The cache will store the data returned by both queries. Then, if you execute the query SELECT * FROM phone_inc, the result will be union of these queries, which will contain the same rows twice.

The Full Cache Mode at Runtime

When querying a view with Full cache enabled, the data is always retrieved from the cache, even if no cache preload queries have been executed. If the cache of the view has not been preloaded, the queries to this view will return 0 rows.

In terms of performance, the main benefit of using the Full cache mode is that if you combine two views with cache Full enabled, the query is delegated to the cache. This may result in a faster execution time. This optimization is not available when using the Partial cache mode.

For example, if you enable the full cache mode on two views whose data comes from different data sources, and you execute a JOIN between them, the join will be delegated to the cache database instead of executing it in the Server.

Important

When this cache mode is enabled, the cache engine does not check the cache preload queries. For example, if the query was loaded with this query:

SELECT *
FROM employee WHERE id = 1
CONTEXT ('cache_preload' = 'true', 'cache_invalidate' = 'all_rows')

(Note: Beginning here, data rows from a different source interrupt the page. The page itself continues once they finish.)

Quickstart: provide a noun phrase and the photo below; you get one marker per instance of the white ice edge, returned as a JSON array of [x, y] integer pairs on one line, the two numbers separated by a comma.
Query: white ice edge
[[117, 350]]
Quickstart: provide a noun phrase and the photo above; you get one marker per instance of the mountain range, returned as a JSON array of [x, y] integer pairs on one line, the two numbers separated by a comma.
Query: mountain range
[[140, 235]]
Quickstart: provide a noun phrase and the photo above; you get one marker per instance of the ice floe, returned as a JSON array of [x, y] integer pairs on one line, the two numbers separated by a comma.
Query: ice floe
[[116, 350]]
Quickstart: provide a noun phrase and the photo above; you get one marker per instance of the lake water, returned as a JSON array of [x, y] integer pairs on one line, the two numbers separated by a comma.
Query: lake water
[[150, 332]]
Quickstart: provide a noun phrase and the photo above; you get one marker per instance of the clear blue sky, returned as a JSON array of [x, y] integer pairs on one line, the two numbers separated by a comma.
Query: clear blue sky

And later execute the query

SELECT *
FROM employee

The data is retrieved from the cache, which means that you will only obtain the rows that match the condition id = 1.


The cache engine does the following when a query has the parameter 'cache_preload' = 'true':

  1. The cache engine checks that the table that is supposed to store the cache data of this view exists. It also checks that the table has the appropriate schema. This table is created when you enable the full or partial cache mode.

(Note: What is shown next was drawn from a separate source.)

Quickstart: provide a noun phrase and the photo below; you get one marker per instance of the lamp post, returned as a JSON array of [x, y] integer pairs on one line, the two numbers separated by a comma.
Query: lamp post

  2. As soon as the query begins returning rows, the cache engine begins inserting them into the cache table of the view, with the state “processing”. Each cache table has a column that indicates the status of the row: processing, valid or invalid.

  3. Once all the rows are inserted in the cache table, the cache engine starts a transaction on the cache database. In this transaction, the cache engine executes one or two queries, in this order:

    1. If the query has the parameter 'cache_invalidate', it will execute an UPDATE statement to change the rows with status “valid” to “invalid”.

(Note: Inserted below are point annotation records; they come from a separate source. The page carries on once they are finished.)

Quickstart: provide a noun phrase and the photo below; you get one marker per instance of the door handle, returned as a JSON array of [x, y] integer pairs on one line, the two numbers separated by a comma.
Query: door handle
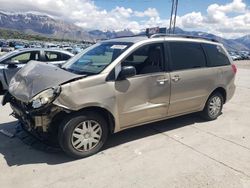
[[176, 78], [162, 81]]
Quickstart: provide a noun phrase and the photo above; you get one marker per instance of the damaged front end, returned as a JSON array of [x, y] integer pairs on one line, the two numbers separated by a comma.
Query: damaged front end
[[32, 92], [38, 121]]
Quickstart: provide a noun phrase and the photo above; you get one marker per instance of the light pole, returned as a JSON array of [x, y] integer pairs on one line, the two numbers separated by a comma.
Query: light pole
[[172, 22]]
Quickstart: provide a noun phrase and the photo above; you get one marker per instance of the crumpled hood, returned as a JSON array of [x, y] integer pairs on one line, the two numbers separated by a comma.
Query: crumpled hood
[[36, 77]]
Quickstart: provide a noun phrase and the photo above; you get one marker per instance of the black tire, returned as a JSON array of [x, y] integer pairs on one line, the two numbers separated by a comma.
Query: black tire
[[1, 88], [68, 126], [206, 113]]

      If the query has 'cache_invalidate' = 'all_rows', the status of all the “valid” rows switches to “invalid”.

      If the query has 'cache_invalidate' = 'matching_rows', the status of the “valid” rows that match the WHERE condition of the query switches to “invalid”. If the query does not have a WHERE clause, matching_rows is equivalent to all_rows.

    2. An UPDATE statement that changes the status of the “processing” rows to “valid”.

  4. The cache engine commits the transaction and from now on, the queries that hit this view will see the new data.

This process ensures that the queries that hit a view with full cache mode always return valid data, even if another query hits the view while its cache is being loaded.

If a query hits the view while data is being inserted on the cache table, the data is valid because the cache engine always returns the rows with status “valid”. The rows that have been inserted so far have the status “processing”, not “valid.”

If a query hits the view while the status of the rows is being changed from “processing” to “valid”, the data returned is valid because this UPDATE is performed inside a transaction. Therefore, this query will still return the “old” rows, but will not return partially modified rows.

If cache_wait_for_load is false or not present, as soon as all the rows of the result have been returned to the client, the client is notified that the query finished, even if the data has not been completely inserted in the cache database. If cache_wait_for_load is true, the client is notified that the query finished after all the steps listed above finish.